What I'm saying to you basically is that this accused, and the law is very clear on that, this accused must be judged on the evidence that you've heard in the witness box, the exhibits and so on, and not judged and say, well he committed an offence on another occasion, therefore he must have committed it here. I'm not saying that you can't look at the criminal record to judge whether you believe him in certain areas or others on the question credibility. That's okay. But what you must not do is conclude that he has a propensity and therefore because he committed a crime here, he must have committed a crime elsewhere. I think I'm clear on that. That the law does not permit you to do that.
Notes
Note 1: The appellant abandoned a ground of appeal relating to the trial judge's failure to admit evidence of the criminal records of Charbonneau and Deslauriers after those two witnesses had testified.
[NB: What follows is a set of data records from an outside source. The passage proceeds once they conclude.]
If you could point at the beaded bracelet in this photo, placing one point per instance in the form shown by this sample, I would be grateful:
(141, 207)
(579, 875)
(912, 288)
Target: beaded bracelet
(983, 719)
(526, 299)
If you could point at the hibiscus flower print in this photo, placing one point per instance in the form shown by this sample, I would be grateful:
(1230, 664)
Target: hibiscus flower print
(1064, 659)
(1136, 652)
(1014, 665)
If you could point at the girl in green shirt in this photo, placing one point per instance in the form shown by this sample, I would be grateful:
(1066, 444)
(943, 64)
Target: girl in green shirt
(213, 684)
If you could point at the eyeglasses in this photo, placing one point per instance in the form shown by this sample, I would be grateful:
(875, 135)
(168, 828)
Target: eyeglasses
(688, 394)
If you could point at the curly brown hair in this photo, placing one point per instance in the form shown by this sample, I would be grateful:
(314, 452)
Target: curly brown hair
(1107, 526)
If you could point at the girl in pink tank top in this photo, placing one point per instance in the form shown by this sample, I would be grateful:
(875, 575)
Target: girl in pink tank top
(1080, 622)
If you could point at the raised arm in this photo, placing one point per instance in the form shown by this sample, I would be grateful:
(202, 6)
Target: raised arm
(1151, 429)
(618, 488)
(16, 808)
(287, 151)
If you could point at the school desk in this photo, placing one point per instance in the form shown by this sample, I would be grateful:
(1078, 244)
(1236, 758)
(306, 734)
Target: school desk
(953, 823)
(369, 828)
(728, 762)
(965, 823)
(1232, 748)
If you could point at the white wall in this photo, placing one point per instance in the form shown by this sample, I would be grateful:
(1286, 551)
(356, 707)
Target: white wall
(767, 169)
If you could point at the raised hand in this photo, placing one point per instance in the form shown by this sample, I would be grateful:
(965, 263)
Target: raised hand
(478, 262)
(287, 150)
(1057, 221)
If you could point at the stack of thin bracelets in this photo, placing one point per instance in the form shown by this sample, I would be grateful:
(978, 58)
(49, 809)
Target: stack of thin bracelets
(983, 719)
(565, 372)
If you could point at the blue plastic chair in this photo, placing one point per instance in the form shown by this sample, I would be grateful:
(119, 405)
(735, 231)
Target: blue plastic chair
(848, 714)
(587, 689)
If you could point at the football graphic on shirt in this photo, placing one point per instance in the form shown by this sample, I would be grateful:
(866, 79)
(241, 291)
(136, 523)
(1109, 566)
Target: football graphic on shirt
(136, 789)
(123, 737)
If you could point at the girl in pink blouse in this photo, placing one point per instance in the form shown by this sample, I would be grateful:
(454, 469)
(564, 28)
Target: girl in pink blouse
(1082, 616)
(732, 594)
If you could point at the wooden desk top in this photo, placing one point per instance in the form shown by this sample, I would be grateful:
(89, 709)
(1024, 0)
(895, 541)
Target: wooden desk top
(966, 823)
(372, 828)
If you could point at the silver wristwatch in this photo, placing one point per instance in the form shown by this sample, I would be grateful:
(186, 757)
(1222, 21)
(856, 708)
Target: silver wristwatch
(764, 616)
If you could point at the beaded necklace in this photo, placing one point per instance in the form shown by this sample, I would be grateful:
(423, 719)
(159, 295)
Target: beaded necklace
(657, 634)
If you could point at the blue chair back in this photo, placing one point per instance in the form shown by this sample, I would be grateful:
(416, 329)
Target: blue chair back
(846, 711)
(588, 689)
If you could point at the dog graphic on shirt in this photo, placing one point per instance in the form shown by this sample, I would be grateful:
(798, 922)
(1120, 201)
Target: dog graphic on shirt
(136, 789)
Note 2: R. v. Vetrovec, 1982 20 (SCC), [1982] 1 S.C.R. 811, 67 C.C.C. (2d) 1.
Note 3: The trial judge's specific instructions on reasonable doubt are set out in Appendix A.
Note 4: R. v. W.(D.), 1991 93 (SCC), [1991] 1 S.C.R. 742, 63 C.C.C. (3d) 397.
Note 5: R. v. Parsons (1993), 1993 3428 (ON CA), 15 O.R. (3d) 1, 84 C.C.C. (3d) 226 (C.A.).
Note 6: R. v. Corbett, 1988 80 (SCC), [1988] 1 S.C.R. 670, 41 C.C.C. (3d) 385.
Note 7: See Appendix B.
Note 8: The trial judge's instructions on these issues are set out in Appendix C. However, I note that there appear to be errors in the transcript.
Note 9: The trial judge's instructions on this issue are set out in Appendix C.
Note 10: Although Deslauriers testified that he did not know Dubois, he did say that he had seen him on one occasion at his farm.